The Internet of Things (IoT) adds another sticky layer to the question of cloud security. Most organizations think in terms of the devices themselves, rather than the services offered through the cloud, as potential vulnerability points. However, with all the data being gathered through IoT devices, organizations will find that utilizing cloud services may be the best way to alleviate strain on their in-house infrastructures. That opens up a whole new can of worms--and experts advise getting on top of cloud security now, rather than later, to prevent costly breaches.
IoT devices will monitor, communicate, and respond according to their environments, according to Paul Hill, senior consultant at SystemExperts. While many of these IoT devices are consumer-oriented, more enterprises are embracing IoT devices for a variety of applications.
"Potentially, IoT will double, or even increase by an order magnitude, the number of devices appearing on an enterprise network," Hill said. Gathering and analyzing that information will easily exceed most IT departments' in-house server capacity, leading organizations to cloud data centers. But that comes with its own perils.

Shore up network controls before introducing IoT

The Cloud Security Alliance (CSA) has formed a working group to offer best practices, and experts offer a few of their own tips to prevent cloud security from being the weak link in an IoT deployment: handling traffic, understanding the security around cloud services, and more.
For example, Hill recommended segregating IoT traffic from other network traffic. "Just as most secure organizations segregate their data traffic from their voice traffic, the IoT traffic should also be segregated from other network traffic," he said, noting that an IoT gateway can be used for this purpose.
In addition, IoT network traffic needs to be monitored and managed once it's segregated, just like any other traffic on the network. "Many enterprises lack a complete understanding of the network traffic generated by IoT devices and the cloud services they may access," Hill said. "Tools will be needed to detect whether--and when--compromised credentials or unmanaged devices are used to access cloud services," as well as to verify that sensitive IoT data and systems are securely handled.
Some insight into traffic can be gleaned from DNS, firewall, and web proxy logs. However, more advanced tools, like intrusion detection systems, intrusion prevention systems, and cloud access security broker systems, should be considered, Hill said.

featureddownload2.jpg

Cloud computing policy

Advantages of cloud computing include lowered operational costs, greater technological flexibility, and the ability to rapidly implement new systems or services.

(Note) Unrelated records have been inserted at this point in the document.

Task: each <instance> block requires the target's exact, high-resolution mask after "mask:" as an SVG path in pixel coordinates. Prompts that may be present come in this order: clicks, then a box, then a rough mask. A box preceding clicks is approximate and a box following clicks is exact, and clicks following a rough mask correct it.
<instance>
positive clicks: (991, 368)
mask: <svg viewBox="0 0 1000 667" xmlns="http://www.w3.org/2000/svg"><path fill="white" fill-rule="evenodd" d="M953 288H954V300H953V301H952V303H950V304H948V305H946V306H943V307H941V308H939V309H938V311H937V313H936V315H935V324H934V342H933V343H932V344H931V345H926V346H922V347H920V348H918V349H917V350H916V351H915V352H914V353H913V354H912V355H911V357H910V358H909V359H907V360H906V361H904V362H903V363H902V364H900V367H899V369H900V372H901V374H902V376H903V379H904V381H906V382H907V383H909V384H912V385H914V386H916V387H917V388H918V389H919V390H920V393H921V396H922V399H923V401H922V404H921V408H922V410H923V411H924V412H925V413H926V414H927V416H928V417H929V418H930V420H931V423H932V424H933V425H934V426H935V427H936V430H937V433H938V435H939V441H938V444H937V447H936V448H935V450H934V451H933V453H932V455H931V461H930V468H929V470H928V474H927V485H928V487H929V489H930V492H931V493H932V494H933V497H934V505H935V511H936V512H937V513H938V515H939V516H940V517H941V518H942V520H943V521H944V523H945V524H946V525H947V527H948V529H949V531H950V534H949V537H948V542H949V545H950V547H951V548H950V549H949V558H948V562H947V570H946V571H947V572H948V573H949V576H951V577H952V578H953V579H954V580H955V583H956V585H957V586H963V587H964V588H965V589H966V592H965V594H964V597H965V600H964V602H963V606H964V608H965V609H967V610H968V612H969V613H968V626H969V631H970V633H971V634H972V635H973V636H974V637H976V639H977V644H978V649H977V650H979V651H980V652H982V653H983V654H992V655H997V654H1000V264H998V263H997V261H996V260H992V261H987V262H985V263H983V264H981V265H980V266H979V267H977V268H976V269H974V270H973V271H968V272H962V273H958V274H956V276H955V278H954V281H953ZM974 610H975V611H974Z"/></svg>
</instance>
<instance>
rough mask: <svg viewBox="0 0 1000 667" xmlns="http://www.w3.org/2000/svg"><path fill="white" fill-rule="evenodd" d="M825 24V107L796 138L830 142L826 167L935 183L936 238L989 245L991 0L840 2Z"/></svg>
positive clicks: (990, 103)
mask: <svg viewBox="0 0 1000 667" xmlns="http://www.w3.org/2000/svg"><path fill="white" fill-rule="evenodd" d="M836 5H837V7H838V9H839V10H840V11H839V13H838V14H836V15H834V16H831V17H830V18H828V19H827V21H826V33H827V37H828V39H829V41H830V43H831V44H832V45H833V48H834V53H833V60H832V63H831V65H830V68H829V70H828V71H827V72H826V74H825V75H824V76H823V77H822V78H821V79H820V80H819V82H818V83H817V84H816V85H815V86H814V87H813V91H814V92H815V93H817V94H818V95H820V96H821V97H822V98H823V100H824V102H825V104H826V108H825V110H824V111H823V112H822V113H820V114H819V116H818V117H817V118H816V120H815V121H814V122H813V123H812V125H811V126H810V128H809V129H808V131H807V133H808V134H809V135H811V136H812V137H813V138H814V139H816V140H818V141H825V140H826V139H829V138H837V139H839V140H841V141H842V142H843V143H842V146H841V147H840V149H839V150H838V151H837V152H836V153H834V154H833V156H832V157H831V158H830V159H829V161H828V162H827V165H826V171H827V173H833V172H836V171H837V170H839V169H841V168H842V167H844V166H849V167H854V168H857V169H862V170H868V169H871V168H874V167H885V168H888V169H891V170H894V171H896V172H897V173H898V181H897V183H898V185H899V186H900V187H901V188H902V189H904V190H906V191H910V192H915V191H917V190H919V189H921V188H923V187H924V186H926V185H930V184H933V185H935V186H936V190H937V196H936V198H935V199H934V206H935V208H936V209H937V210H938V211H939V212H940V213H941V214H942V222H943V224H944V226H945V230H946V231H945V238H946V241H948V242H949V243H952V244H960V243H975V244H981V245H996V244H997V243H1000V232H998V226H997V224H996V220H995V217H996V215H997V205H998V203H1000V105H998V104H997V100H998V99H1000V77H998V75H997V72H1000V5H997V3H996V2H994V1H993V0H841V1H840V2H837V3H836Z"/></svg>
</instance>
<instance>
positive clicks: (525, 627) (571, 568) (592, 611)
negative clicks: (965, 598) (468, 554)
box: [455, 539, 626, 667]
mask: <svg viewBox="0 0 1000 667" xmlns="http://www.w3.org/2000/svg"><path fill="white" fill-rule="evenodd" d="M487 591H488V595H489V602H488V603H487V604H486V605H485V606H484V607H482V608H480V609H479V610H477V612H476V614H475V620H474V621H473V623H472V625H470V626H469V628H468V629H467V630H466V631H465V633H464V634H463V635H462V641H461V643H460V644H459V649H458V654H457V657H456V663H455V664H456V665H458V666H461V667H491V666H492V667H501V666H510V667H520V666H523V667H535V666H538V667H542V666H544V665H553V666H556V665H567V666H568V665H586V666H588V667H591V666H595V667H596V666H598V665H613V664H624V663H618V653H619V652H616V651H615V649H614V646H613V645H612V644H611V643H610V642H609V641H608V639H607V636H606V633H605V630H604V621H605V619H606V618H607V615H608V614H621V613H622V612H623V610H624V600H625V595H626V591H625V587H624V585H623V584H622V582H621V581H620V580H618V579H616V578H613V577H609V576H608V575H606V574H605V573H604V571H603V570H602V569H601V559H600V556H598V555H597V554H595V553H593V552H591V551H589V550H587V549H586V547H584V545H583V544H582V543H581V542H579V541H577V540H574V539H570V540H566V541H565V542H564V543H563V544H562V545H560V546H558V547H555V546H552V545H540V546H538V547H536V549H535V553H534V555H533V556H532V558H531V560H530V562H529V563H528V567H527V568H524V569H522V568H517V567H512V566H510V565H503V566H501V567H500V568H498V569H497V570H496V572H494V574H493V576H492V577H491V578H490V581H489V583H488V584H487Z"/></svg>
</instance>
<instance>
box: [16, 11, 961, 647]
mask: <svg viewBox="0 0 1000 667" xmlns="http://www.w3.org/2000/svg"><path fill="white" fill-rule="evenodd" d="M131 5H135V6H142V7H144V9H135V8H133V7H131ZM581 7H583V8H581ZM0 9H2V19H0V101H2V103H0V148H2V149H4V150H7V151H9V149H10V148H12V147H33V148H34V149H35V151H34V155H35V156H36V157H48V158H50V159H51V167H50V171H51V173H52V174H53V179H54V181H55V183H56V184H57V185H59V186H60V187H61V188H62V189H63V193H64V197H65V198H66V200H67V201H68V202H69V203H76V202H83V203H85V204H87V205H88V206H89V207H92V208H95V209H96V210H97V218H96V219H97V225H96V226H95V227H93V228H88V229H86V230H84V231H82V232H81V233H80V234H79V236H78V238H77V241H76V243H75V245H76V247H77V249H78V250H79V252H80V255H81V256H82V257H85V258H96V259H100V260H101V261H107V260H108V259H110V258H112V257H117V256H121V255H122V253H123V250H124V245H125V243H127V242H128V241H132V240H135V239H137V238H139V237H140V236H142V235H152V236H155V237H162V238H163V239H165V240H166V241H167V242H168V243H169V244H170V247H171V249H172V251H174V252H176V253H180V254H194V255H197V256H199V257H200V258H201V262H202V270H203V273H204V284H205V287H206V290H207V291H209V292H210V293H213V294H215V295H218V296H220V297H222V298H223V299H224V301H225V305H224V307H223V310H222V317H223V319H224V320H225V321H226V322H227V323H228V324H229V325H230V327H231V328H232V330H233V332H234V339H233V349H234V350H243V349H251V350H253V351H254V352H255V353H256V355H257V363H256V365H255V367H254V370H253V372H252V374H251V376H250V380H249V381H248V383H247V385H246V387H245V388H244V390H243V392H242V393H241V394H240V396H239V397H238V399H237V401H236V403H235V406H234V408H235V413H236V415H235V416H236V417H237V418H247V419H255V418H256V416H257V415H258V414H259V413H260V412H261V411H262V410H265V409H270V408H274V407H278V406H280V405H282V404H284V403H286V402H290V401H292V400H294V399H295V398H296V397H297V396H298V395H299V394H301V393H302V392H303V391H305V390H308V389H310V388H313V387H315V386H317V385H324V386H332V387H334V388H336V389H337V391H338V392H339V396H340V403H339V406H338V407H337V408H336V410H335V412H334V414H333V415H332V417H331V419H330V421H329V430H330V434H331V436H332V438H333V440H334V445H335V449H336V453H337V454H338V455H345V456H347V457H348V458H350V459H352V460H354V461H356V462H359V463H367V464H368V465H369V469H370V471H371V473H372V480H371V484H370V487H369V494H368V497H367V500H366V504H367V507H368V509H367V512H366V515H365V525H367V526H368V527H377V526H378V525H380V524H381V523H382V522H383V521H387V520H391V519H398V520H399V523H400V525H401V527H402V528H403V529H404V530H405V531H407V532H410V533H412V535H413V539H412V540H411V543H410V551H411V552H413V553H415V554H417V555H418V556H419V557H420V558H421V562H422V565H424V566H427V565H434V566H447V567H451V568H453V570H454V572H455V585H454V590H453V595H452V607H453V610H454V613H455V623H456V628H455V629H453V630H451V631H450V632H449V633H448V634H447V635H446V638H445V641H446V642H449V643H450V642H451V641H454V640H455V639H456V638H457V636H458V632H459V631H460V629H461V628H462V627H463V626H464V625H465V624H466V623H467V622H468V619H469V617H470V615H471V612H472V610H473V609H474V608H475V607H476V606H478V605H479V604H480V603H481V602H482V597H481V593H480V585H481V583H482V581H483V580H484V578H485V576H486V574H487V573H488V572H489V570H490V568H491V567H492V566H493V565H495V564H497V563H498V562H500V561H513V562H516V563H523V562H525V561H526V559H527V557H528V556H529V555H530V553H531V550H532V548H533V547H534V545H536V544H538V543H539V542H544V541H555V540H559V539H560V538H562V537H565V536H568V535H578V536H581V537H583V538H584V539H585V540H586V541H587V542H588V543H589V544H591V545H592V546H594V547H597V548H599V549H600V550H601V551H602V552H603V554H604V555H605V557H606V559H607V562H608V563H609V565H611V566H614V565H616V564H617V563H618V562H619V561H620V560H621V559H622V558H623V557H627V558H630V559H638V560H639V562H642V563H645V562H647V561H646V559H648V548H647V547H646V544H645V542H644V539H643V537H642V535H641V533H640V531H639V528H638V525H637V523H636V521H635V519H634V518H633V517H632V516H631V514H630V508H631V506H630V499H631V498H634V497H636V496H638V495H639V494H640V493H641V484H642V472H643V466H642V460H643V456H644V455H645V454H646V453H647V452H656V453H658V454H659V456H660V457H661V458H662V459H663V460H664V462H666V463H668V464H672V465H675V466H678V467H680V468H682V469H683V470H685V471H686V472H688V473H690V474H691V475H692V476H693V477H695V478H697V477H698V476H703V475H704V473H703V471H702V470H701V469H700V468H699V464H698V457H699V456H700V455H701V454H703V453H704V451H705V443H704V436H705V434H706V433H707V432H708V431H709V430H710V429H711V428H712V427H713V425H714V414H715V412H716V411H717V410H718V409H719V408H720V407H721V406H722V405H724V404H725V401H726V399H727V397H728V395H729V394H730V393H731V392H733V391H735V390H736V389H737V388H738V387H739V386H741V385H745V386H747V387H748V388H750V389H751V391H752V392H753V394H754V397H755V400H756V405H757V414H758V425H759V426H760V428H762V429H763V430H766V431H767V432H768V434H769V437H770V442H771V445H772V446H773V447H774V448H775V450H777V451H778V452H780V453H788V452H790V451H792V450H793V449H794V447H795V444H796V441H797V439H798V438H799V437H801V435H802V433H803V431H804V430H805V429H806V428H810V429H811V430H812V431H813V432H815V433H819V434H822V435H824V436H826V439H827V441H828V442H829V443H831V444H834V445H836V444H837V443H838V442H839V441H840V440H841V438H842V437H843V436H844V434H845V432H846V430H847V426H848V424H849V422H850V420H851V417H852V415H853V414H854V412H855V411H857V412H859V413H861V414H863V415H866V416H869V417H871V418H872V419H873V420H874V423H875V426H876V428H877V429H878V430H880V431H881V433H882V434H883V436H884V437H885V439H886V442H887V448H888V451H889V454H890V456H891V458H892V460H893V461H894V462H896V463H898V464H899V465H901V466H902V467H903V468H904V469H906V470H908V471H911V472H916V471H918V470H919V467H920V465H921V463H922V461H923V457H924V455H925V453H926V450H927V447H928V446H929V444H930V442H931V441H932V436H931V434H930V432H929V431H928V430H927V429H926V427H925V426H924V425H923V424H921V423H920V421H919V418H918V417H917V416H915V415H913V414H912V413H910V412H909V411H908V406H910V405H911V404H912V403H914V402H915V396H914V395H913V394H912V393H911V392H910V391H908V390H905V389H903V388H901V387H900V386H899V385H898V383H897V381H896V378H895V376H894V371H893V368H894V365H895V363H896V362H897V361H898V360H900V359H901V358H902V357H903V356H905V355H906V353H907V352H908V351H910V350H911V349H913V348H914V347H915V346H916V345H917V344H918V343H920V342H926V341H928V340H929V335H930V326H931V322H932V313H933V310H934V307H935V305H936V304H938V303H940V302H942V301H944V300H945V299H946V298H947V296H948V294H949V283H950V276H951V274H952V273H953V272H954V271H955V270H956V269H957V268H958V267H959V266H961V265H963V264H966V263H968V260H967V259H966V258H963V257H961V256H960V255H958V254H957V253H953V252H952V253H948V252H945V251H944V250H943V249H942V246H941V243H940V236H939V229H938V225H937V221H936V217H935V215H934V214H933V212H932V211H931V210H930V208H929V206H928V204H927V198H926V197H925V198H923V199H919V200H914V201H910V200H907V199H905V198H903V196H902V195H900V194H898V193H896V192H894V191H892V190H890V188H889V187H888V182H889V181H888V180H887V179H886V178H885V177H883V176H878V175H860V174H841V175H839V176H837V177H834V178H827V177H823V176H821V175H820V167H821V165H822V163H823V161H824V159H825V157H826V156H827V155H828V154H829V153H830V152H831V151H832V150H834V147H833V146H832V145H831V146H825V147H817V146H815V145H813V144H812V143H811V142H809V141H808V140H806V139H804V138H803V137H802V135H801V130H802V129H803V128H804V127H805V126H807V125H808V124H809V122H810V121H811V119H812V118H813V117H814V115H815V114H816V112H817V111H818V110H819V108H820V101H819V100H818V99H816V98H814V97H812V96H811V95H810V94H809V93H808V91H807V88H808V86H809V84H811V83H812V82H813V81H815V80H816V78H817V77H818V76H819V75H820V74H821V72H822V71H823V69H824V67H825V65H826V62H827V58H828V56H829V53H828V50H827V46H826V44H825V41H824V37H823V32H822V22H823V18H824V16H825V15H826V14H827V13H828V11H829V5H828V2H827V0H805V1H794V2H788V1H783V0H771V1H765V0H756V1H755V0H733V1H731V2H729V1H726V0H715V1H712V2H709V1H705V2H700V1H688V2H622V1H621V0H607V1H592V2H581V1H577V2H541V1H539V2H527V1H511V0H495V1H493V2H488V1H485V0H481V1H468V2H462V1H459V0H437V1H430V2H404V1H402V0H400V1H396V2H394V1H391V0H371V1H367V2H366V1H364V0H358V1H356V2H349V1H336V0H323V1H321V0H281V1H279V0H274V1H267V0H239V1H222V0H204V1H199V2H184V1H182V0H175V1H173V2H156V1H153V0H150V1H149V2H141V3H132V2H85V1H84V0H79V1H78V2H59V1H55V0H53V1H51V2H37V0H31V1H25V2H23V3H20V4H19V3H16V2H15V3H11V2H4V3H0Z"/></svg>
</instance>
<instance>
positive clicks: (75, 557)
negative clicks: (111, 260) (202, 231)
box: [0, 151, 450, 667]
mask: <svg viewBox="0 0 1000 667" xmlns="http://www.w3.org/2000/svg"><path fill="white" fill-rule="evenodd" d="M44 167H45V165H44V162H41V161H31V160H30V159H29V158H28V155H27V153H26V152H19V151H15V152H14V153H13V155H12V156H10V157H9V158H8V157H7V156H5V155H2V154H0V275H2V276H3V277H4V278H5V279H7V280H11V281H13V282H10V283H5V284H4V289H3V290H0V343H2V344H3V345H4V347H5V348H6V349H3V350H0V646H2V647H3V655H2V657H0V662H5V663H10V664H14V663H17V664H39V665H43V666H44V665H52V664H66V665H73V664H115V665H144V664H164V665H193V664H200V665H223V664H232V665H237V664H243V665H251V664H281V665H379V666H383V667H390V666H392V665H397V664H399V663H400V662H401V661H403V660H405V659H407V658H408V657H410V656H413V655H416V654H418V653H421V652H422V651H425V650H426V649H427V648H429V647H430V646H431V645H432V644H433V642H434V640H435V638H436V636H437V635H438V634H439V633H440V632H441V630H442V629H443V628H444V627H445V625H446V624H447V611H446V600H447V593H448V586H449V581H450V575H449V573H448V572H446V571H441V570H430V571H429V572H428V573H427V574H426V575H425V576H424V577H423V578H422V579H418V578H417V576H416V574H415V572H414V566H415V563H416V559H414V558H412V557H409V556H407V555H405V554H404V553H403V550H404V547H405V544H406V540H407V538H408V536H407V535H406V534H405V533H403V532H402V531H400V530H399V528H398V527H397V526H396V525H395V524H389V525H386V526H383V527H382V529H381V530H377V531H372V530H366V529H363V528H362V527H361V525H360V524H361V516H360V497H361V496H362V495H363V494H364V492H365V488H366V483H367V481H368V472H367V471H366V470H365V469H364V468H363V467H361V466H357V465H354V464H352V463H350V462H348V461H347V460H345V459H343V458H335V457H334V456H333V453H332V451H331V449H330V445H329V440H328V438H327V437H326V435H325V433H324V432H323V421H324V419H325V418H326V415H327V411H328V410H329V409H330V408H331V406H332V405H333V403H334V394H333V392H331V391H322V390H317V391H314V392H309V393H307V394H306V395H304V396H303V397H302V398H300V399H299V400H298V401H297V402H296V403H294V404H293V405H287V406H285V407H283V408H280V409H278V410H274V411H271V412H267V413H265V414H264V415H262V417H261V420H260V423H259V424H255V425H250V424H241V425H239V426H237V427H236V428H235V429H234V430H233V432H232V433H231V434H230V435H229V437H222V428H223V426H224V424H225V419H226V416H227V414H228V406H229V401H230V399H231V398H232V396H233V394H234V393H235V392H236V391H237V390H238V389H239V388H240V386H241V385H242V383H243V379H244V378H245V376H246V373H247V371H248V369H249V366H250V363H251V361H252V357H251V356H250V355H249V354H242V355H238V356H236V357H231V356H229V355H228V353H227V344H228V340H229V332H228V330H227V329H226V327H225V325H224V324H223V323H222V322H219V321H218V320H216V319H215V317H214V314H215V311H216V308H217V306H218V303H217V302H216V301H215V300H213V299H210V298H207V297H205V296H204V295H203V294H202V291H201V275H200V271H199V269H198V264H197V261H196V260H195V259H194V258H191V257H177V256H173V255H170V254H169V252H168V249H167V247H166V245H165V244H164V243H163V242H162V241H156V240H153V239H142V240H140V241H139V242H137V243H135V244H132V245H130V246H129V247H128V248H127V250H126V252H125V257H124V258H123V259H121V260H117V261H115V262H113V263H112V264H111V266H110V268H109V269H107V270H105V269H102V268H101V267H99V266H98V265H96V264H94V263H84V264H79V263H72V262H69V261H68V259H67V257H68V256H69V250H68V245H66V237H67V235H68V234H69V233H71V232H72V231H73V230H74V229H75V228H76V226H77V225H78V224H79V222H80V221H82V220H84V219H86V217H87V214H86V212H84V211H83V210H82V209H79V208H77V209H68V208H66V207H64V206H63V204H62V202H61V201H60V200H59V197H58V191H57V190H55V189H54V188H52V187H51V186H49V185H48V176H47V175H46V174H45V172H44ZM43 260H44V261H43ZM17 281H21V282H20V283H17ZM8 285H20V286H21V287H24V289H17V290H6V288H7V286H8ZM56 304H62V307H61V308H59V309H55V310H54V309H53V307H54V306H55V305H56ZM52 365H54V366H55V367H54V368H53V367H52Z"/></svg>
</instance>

However, cloud computing has also opened up new opportunities for impact by security threats or lost data. This policy provides guidelines for secure and effective cloud computing operations to ensure the integrity and privacy of company-owned information. Free for Tech Pro Research subscribers.

Inspect cloud infrastructure before use

Cloud infrastructure, like AWS, is another concern for organizations using it to manage their IoT devices. "There are many security controls that can be overlooked and bypassed by an attacker, despite best efforts at hardening your application," said Paul Moreno, cybersecurity expert at Ayden and Bugcrowd advisor.
Other support infrastructure, like GitHub, could present vulnerabilities if it doesn't have the proper controls in place, Moreno said. "All it takes to ruin a day is forgetting to lock down an S3 bucket permission or checking sensitive code into a public repository."

Pay attention to security maintenance procedures

What cloud security controls are in place may not matter much if they're not maintained, monitored, and responded to, said Jeff Man, cybersecurity evangelist at Cybrary. While the burden of security is passed along to the cloud provider, someone still needs to be in charge of access control, traffic filtering, security configurations, data protection, virus protection, and other incident monitoring, response, and prevention, he said.
Most cloud service providers will stipulate in the service level agreement what is and isn't included. "The main problem I've seen is customers believing that the cloud providers are offering more security controls than they actually do," Man said. He recommends that companies migrating operations to the cloud read SLAs carefully and make sure they know which security controls will be maintained by the cloud provider and which ones they'll have to implement themselves.
"The overlap of cloud security and IoT is mostly in the land of opportunity for security vendors right now," Man said. Most of these vendors are focused on developing security controls and services that can be offered in the cloud and reach unknown and known IoT devices. Detection is the first component, because organizations can't protect what they don't know about, followed by security testing and vulnerability identification.
"Companies that rely on discovery for identifying what is resident in or can access their network are doomed to always play catch-up," Man said. "Having proactive and enforced access controls, a legitimate inventory of systems and users, configuration and patch management are the necessary essentials."
For enterprises using cloud services with IoT, adhering to as many best practices as possible seems to be the way to go. Knowing who is responsible for security, what the cloud provider offers, and what already is in place on their own networks will go a long way toward preventing breaches and helping them stay one step ahead of hackers.